Increase or decrease in weight; reduced carbohydrate tolerance; aggravation of porphyria; edema; arthalgias; leg cramps; changes in libido; urticaria, angioedema, anaphylactoid/anaphylactic reactions; hypocalcemia; exacerbation of asthma; increased triglycerides.

1. Accelerated prothrombin time, partial thromboplastin time, and platelet aggregation time; increased platelet count; increased factors II, VII antigen, VIII antigen, VIII coagulant activity; IX, X, XII, VII-X complex, II-VII-X complex, and beta-thromboglobulin; decreased levels of antifactor Xa and antithrombin III, decreased antithrombin III activity; increased levels of fibrinogen and fibrinogen activity; increased plasminogen antigen and activity.

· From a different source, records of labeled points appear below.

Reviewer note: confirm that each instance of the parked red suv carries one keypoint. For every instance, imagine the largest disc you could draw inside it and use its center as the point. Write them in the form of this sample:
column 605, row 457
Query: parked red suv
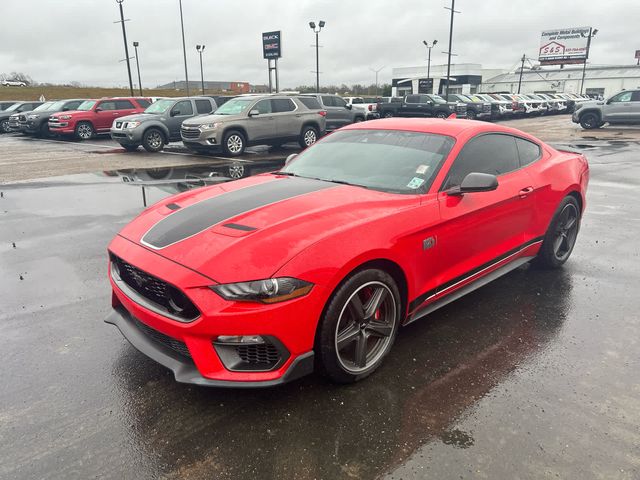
column 95, row 116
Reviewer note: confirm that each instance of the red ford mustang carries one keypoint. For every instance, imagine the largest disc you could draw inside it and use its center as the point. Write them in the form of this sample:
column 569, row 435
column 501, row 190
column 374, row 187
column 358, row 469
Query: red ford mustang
column 259, row 281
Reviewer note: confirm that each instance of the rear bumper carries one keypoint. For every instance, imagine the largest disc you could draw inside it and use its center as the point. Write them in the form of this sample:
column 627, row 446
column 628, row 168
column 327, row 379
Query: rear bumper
column 184, row 370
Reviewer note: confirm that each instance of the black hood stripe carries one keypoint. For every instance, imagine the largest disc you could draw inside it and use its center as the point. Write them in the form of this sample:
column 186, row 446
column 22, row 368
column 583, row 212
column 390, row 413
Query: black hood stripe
column 190, row 221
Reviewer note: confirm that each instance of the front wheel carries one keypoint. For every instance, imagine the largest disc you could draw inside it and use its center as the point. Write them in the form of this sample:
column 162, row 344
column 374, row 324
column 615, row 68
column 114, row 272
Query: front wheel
column 561, row 235
column 359, row 326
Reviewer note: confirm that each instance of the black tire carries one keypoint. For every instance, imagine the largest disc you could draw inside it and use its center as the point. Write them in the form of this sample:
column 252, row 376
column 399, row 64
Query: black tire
column 355, row 331
column 308, row 136
column 153, row 140
column 590, row 121
column 234, row 143
column 84, row 131
column 561, row 235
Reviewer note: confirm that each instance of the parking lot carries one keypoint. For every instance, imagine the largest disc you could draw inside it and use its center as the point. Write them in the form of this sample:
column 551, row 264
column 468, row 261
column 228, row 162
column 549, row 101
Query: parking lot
column 535, row 373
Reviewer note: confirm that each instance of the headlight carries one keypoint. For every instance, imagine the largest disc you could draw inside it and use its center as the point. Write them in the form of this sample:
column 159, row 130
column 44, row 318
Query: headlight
column 210, row 126
column 271, row 290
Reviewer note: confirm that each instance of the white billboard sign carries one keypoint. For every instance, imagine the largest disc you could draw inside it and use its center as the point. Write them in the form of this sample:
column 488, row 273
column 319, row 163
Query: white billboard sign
column 565, row 45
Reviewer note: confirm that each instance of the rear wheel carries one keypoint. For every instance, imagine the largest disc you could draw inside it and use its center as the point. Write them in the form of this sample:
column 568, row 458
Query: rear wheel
column 561, row 236
column 359, row 326
column 589, row 121
column 84, row 131
column 153, row 140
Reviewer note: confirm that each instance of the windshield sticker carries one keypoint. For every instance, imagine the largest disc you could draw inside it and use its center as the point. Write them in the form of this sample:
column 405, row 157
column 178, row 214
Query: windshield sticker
column 415, row 183
column 422, row 169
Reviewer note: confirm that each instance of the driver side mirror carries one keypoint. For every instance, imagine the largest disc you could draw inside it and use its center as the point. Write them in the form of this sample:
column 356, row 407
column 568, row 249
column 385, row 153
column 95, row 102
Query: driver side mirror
column 475, row 182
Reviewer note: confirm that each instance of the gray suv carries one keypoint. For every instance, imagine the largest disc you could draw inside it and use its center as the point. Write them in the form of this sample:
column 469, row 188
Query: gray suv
column 256, row 120
column 160, row 123
column 339, row 112
column 623, row 107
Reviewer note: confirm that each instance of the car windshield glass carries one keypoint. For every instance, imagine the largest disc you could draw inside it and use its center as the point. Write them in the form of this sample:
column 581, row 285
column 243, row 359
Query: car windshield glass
column 235, row 106
column 87, row 105
column 385, row 160
column 160, row 106
column 437, row 98
column 44, row 106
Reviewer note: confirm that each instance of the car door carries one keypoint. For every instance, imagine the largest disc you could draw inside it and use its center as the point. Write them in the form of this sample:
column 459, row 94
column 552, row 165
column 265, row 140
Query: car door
column 105, row 114
column 288, row 121
column 178, row 114
column 263, row 125
column 481, row 229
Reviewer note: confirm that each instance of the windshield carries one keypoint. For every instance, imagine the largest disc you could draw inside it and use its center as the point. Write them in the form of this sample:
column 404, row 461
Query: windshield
column 87, row 105
column 160, row 106
column 385, row 160
column 437, row 98
column 235, row 106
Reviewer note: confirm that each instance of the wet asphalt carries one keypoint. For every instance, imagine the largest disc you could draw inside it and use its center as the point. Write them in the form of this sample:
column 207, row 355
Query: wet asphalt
column 536, row 375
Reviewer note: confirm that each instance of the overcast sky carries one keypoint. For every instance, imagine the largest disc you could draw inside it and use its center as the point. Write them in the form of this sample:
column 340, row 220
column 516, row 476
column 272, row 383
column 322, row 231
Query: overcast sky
column 76, row 40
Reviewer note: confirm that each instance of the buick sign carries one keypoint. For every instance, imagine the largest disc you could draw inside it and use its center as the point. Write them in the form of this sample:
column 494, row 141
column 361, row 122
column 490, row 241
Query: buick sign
column 271, row 45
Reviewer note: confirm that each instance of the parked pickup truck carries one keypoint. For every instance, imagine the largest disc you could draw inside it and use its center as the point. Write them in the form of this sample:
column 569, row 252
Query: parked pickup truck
column 422, row 106
column 160, row 123
column 95, row 116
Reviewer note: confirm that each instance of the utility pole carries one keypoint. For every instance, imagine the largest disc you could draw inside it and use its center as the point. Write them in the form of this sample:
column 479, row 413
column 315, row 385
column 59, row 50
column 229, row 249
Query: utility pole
column 592, row 33
column 126, row 47
column 453, row 11
column 521, row 70
column 200, row 49
column 184, row 50
column 135, row 45
column 317, row 30
column 376, row 72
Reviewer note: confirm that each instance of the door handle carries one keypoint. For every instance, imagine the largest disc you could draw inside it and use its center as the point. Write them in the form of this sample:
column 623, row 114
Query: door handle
column 525, row 191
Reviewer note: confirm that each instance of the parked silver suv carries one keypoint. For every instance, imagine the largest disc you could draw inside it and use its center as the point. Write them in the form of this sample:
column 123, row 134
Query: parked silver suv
column 623, row 107
column 256, row 120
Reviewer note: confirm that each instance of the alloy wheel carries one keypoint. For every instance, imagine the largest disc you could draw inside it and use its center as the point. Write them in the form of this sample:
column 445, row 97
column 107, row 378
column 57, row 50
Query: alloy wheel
column 365, row 326
column 566, row 232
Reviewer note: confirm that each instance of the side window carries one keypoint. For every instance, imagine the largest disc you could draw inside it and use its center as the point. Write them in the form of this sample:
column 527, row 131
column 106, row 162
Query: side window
column 493, row 153
column 339, row 102
column 124, row 105
column 109, row 105
column 280, row 105
column 182, row 108
column 263, row 106
column 327, row 101
column 528, row 151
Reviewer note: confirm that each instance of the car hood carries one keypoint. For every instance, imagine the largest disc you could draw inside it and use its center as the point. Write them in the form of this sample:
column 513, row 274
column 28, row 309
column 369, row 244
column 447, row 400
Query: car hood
column 248, row 229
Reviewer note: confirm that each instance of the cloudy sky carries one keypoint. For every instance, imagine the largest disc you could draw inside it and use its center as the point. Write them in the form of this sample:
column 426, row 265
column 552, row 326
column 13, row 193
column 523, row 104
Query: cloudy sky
column 76, row 40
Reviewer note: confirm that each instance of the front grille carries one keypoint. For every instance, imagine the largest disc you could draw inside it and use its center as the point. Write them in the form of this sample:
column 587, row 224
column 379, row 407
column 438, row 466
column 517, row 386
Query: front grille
column 190, row 133
column 265, row 353
column 164, row 340
column 162, row 294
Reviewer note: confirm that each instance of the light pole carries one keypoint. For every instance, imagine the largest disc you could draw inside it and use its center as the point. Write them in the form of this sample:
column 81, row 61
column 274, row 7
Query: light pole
column 521, row 70
column 321, row 24
column 126, row 47
column 135, row 46
column 184, row 49
column 592, row 33
column 376, row 72
column 200, row 49
column 433, row 44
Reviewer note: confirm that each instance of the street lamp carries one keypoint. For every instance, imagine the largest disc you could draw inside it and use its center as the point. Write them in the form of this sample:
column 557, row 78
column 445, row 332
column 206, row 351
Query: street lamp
column 126, row 47
column 184, row 50
column 200, row 49
column 592, row 33
column 429, row 60
column 312, row 25
column 135, row 46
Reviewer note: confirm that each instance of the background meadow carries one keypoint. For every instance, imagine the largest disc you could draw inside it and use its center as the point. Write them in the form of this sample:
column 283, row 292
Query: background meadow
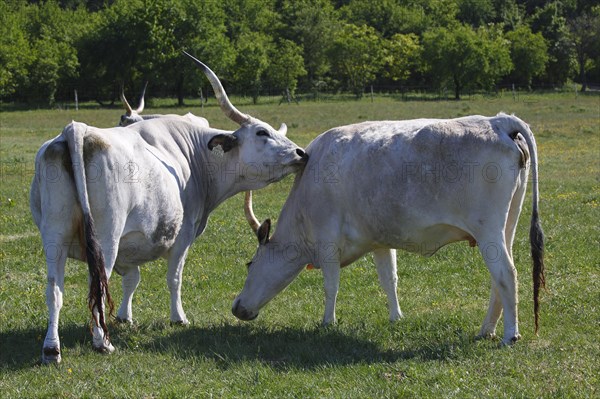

2. Increased thyroid-binding globulin (TBG) levels leading to increased circulating total thyroid hormone levels as measured by protein-bound iodine (PBI), T4 levels (by column or by radioimmunoassay) or T3 levels by radioimmunoassay. T3 resin uptake is decreased, reflecting the elevated TBG. Free T4 and free T3 concentrations are unaltered. Patients on thyroid replacement therapy may require higher doses of thyroid hormone.
3. Other binding proteins may be elevated in serum (i.e., corticosteroid binding globulin (CBG), sex hormone binding globulin (SHBG)) leading to increased total circulating corticosteroids and sex steroids, respectively. Free hormone concentrations may be decreased. Other plasma proteins may be increased (angiotensinogen/renin substrate, alpha-1-antitrypsin, ceruloplasmin).
4. Increased plasma HDL and HDL2 cholesterol subfraction concentrations, reduced LDL cholesterol concentration, increased triglycerides levels.
5. Impaired glucose tolerance.
6. Reduced response to metyrapone test.